His gaze flicks to mine, like he doesn’t quite believe me but isn’t going to push. “Still… I don’t like him talking to you.”

I pick up the sandpaper again, more to have something to do than because I’m ready to work. “Then let’s get this done so he has less reason to drop by.”

Damien studies me for a moment, something unspoken passing between us, before he grabs his hammer and heads toward the half-finished trim.

Chapter Seventeen

Lyla

The moment Colton’s car disappears down the street, the air in the house shifts. It’s quieter, but not in the way that feels calm — it’s the kind of quiet that hums with the memory of voices raised just low enough to hide the sharp edges.

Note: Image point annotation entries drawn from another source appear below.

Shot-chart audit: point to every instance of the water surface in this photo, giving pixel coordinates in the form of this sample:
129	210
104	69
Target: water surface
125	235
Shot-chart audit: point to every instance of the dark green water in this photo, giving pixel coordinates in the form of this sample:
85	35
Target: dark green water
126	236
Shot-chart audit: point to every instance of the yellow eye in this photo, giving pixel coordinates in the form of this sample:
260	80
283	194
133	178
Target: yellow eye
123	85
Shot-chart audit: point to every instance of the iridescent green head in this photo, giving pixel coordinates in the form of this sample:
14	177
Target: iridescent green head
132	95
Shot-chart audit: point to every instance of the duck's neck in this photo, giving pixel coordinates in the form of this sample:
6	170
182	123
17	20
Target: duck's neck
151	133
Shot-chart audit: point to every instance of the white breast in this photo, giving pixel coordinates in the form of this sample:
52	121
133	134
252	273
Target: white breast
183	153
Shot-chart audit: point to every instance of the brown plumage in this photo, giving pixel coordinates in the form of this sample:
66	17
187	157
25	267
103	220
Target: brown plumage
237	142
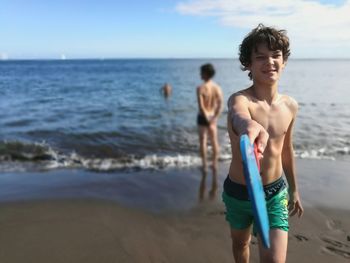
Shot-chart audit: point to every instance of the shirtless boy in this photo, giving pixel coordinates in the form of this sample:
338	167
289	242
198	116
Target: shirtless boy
267	117
209	97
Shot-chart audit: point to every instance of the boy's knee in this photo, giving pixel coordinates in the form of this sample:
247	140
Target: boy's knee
273	258
239	244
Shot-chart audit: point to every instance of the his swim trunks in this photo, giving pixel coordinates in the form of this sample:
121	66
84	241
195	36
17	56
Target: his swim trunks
239	211
201	120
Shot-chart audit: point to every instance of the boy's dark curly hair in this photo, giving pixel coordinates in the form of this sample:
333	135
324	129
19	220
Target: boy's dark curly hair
208	70
275	40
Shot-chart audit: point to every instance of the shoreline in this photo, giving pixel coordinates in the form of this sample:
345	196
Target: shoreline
157	216
102	231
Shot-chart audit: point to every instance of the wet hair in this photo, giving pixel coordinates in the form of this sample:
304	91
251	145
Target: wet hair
208	70
275	40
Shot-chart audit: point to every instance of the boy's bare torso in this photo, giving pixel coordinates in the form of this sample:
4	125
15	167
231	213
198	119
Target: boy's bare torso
210	93
276	119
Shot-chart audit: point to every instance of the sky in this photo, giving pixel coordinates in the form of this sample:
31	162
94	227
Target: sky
39	29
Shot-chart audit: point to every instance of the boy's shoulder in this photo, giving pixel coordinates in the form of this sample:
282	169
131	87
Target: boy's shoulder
241	95
289	101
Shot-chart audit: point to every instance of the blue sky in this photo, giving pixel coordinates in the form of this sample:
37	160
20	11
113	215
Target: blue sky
167	28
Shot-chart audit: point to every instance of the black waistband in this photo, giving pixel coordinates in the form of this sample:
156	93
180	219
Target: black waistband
240	191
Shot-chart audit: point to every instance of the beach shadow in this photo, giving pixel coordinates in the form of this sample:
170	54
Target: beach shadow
212	193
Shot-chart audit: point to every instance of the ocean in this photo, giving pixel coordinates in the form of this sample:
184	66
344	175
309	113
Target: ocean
109	115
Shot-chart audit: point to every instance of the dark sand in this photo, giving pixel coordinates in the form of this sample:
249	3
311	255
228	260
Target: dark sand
60	228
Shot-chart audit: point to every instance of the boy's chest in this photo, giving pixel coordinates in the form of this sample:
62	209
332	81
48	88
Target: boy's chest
275	119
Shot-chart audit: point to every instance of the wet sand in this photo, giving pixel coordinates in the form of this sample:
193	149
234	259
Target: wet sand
89	229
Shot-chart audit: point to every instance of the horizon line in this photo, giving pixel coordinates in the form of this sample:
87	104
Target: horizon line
160	58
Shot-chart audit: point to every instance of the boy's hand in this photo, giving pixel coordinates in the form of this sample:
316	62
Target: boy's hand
294	205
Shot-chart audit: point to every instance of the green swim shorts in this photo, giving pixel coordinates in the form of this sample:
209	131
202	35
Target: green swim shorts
239	213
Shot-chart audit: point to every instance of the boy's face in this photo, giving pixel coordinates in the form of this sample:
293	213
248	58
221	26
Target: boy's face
266	65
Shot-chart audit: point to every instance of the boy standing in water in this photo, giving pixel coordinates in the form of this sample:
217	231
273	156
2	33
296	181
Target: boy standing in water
209	97
267	117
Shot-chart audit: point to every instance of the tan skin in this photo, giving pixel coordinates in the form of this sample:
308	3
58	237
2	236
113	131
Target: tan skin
268	119
209	97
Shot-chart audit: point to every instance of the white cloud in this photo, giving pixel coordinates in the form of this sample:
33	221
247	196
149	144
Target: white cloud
308	23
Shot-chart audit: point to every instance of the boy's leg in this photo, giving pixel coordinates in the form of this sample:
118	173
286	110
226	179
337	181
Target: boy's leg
202	132
278	250
215	144
240	244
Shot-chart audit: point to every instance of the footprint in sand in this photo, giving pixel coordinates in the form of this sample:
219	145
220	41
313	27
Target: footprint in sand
301	238
217	213
334	224
336	247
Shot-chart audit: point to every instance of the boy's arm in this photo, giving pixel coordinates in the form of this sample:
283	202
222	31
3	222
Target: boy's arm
219	104
242	122
288	164
200	103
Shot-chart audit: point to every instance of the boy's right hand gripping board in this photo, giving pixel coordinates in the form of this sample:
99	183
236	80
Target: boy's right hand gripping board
255	188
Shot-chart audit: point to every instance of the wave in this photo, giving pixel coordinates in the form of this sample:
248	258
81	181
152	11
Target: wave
21	156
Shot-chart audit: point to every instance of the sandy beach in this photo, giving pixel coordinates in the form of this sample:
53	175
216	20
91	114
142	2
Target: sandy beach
88	229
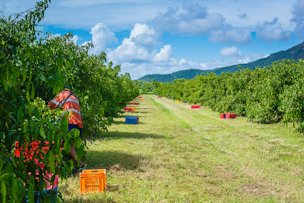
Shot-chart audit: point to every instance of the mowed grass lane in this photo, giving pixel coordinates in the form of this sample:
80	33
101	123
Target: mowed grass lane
177	154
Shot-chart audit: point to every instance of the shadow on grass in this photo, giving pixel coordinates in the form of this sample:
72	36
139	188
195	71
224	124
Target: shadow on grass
112	160
123	135
123	122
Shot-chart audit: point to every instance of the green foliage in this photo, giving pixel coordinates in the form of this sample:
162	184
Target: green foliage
263	95
34	68
293	53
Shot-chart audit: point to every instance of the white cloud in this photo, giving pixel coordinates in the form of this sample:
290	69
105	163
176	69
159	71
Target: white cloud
231	34
298	18
101	37
230	51
191	18
163	55
139	46
75	39
143	35
272	30
2	8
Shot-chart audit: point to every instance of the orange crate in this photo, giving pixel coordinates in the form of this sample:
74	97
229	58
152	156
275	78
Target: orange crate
93	180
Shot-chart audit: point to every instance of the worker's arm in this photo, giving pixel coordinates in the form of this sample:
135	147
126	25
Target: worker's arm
55	102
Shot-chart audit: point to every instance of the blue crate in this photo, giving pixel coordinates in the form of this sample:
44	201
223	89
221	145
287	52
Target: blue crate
131	120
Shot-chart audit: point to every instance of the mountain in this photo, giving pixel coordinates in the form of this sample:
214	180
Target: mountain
296	52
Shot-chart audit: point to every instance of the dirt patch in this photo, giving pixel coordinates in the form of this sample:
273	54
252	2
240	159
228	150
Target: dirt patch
256	189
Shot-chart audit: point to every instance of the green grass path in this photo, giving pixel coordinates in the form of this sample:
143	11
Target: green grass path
177	154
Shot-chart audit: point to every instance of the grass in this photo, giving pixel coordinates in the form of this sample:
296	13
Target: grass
177	154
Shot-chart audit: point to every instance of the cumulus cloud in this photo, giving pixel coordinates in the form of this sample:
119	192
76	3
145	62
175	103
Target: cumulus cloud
139	46
191	18
231	34
75	39
143	35
230	51
298	18
243	16
272	30
163	55
101	37
2	8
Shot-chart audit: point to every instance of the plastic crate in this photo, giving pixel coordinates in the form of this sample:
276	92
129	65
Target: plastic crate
129	109
195	106
230	115
131	120
93	180
133	103
222	116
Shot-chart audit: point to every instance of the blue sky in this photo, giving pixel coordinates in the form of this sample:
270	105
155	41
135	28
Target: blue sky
163	36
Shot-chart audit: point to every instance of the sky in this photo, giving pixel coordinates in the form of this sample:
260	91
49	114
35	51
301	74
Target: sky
164	36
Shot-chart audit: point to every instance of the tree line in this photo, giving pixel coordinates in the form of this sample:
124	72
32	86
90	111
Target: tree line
34	67
264	95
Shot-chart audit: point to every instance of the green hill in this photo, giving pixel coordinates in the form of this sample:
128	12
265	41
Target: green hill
296	52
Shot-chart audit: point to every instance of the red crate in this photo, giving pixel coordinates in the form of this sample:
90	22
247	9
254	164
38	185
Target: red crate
222	116
230	115
133	103
129	109
195	106
93	180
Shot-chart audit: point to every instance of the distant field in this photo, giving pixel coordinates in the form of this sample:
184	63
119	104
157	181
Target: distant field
177	154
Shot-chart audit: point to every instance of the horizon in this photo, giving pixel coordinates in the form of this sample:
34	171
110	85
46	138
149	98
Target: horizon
171	36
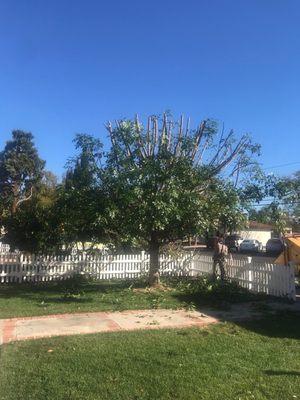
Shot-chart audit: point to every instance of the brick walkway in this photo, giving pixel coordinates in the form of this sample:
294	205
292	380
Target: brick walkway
15	329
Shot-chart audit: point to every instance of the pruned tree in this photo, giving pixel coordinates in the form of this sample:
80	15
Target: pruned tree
81	203
161	175
21	170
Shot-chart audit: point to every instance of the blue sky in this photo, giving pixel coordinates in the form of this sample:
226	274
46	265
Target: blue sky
69	66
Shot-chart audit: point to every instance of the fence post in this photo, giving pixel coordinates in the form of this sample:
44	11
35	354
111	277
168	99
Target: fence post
142	264
292	294
250	271
191	266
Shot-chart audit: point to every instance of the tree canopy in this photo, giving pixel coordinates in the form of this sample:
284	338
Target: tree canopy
161	178
21	170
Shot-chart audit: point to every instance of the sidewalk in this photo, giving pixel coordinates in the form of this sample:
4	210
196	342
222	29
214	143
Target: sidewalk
15	329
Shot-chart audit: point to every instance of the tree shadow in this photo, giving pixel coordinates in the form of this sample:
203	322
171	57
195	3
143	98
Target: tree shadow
280	373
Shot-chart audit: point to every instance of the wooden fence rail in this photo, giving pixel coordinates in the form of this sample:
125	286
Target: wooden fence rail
276	280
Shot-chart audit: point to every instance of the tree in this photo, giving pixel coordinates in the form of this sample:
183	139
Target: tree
21	170
161	177
33	227
81	204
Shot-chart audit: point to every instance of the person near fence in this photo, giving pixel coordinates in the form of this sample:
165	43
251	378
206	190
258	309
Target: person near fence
219	258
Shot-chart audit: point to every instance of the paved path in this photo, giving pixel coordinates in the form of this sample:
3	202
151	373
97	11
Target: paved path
14	329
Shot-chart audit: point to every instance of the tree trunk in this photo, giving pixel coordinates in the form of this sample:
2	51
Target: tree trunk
154	263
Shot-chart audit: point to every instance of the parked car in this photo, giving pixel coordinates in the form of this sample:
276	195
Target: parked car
274	246
251	245
233	242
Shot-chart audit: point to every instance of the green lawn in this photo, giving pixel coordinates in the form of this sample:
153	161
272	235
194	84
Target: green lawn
20	300
256	360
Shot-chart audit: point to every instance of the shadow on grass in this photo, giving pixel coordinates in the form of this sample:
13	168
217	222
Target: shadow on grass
279	325
280	373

I go back to the trim in the kitchen, but my hands aren’t in it. My focus keeps sliding to the image of him standing there with Lyla, smiling like he owned the place. Like he had the right.

This house hasn’t been ours for years, not really. It’s been sitting here, empty and collecting dust, like a box of old wounds no one wanted to open. But walking in on him here felt like a trespass — worse than that, like he was dragging all the shit we’ve kept buried right into the middle of something I care about.

I glance at Lyla across the room. She’s sanding again, her head bent, her hair falling forward so I can’t see her face. I don’t like not knowing what he said to her. I don’t like that he got her alone, even for a minute.

And yeah — I’ll admit it — part of me is afraid she’ll believe whatever garbage he decided to feed her.

I drive a nail into the molding harder than I need to, the sound snapping her head up.